PubMed 23466933
Automatically associated channels: Kv1.1 , Kv1.2 , Kv1.3 , Kv1.4 , Kv1.6 , Kv11.1 , Kv2.1 , Kv3.1 , Kv4.2 , Kv4.3
Title: Biochemical and electrophysiological characterization of two sea anemone type 1 potassium toxins from a geographically distant population of Bunodosoma caissarum.

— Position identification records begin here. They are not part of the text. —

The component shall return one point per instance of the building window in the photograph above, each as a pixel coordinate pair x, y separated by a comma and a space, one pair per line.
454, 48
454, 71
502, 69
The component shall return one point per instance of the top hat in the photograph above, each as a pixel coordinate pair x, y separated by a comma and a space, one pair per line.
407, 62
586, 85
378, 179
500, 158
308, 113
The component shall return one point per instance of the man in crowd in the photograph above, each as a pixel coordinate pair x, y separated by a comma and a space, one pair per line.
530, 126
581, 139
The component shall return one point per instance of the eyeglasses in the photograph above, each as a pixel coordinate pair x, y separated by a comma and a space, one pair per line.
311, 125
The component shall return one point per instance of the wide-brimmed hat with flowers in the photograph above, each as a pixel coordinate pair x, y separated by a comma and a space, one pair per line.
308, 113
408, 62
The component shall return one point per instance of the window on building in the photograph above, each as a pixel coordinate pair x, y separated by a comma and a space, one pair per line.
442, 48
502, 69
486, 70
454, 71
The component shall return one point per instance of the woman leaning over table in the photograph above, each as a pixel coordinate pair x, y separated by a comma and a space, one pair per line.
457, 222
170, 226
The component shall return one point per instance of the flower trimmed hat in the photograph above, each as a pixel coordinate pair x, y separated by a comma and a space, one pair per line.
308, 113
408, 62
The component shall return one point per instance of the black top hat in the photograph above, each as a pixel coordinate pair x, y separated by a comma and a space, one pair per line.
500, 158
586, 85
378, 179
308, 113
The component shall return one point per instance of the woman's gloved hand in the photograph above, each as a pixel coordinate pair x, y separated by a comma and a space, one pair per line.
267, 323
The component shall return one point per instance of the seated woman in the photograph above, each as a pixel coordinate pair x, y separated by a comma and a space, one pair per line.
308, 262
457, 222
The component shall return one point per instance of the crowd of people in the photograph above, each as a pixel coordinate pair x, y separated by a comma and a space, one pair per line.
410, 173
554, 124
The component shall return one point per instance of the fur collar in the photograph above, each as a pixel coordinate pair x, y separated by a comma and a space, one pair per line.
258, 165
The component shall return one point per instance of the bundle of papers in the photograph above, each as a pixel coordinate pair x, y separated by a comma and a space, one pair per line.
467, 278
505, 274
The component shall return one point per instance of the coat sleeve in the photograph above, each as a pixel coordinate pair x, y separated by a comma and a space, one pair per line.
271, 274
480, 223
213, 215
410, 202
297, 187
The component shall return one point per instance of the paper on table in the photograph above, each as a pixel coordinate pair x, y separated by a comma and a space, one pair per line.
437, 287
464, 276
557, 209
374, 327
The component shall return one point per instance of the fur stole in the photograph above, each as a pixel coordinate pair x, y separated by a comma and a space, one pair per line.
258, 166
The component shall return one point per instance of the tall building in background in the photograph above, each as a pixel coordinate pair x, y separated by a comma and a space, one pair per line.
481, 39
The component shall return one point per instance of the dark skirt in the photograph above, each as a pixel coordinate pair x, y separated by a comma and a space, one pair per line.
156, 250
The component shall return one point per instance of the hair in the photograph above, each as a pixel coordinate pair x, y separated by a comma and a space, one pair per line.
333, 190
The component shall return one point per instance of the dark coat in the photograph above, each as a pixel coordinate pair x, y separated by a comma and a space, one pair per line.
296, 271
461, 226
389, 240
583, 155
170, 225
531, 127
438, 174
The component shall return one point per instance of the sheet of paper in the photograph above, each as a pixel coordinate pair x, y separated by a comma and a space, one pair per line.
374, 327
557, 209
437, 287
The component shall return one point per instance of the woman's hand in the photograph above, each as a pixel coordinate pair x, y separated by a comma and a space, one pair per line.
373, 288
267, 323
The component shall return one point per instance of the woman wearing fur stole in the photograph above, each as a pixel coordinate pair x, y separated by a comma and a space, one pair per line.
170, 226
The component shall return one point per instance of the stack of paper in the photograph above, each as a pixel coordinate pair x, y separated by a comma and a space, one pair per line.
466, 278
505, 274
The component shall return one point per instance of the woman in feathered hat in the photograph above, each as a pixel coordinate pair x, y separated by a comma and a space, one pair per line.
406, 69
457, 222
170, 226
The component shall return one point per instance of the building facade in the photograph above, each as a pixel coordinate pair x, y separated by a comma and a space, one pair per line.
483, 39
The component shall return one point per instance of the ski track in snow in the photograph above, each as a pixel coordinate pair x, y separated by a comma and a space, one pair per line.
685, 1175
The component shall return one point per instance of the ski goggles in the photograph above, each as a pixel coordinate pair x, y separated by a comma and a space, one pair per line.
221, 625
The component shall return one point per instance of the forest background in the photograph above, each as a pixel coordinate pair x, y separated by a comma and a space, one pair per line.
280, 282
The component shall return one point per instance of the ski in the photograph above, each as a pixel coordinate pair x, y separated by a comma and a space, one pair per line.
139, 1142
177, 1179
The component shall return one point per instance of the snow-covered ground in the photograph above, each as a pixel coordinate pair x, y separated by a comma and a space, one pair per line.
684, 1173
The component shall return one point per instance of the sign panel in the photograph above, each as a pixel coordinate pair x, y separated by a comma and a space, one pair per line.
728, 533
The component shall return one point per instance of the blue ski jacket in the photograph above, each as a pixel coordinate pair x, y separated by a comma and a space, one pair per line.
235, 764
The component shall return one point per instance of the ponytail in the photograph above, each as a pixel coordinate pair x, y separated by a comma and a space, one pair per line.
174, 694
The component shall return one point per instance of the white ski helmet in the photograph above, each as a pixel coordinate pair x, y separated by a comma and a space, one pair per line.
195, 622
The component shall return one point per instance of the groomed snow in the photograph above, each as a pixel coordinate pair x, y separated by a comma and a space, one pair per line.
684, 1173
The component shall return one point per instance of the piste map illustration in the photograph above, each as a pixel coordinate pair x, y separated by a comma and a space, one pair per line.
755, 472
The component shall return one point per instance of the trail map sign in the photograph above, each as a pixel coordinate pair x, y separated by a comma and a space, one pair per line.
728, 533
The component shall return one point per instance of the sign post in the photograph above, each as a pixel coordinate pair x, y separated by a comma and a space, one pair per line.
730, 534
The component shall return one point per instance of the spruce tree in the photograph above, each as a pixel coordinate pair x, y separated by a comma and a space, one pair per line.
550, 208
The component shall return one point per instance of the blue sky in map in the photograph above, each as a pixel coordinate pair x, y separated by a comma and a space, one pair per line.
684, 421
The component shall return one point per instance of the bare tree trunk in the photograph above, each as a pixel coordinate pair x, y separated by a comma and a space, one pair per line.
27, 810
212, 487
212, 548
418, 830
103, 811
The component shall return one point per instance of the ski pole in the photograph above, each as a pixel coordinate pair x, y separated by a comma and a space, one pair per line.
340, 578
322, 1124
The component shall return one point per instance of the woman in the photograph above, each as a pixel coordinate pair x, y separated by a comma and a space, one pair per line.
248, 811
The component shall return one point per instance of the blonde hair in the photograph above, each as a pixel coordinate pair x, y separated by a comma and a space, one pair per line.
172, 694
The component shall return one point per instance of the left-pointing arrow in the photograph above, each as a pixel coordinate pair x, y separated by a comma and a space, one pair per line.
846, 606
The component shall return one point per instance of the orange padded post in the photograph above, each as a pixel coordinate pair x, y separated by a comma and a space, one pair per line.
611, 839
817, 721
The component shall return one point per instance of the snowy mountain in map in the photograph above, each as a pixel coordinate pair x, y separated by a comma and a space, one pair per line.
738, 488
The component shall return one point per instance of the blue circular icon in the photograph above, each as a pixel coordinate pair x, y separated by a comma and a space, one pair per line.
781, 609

Authors: Diego J B Orts, Steve Peigneur, Bruno Madio, Juliana S Cassoli, Gabriela G Montandon, Adriano M C Pimenta, José E P W Bicudo, José C Freitas, André J Zaharenko, Jan Tytgat
Journal, date & volume: Mar Drugs, 2013 Mar , 11, 655-79
PubMed link: http://www.ncbi.nlm.nih.gov/pubmed/23466933
Abstract
Sea anemone (Cnidaria, Anthozoa) venom is an important source of bioactive compounds used as tools to study the pharmacology and structure-function of voltage-gated K+ channels (KV). These neurotoxins can be divided into four different types, according to their structure and mode of action. In this work, for the first time, two toxins were purified from the venom of Bunodosoma caissarum population from Saint Peter and Saint Paul Archipelago, Brazil. Sequence alignment and phylogenetic analysis reveals that BcsTx1 and BcsTx2 are the newest members of the sea anemone type 1 potassium channel toxins. Their functional characterization was performed by means of a wide electrophysiological screening on 12 different subtypes of KV channels (KV1.1-KV1.6; KV2.1; KV3.1; KV4.2; KV4.3; hERG and Shaker IR). BcsTx1 shows a high affinity for rKv1.2 over rKv1.6, hKv1.3, Shaker IR and rKv1.1, while Bcstx2 potently blocked rKv1.6 over hKv1.3, rKv1.1, Shaker IR and rKv1.2. Furthermore, we also report for the first time a venom composition and biological activity comparison between two geographically distant populations of sea anemones.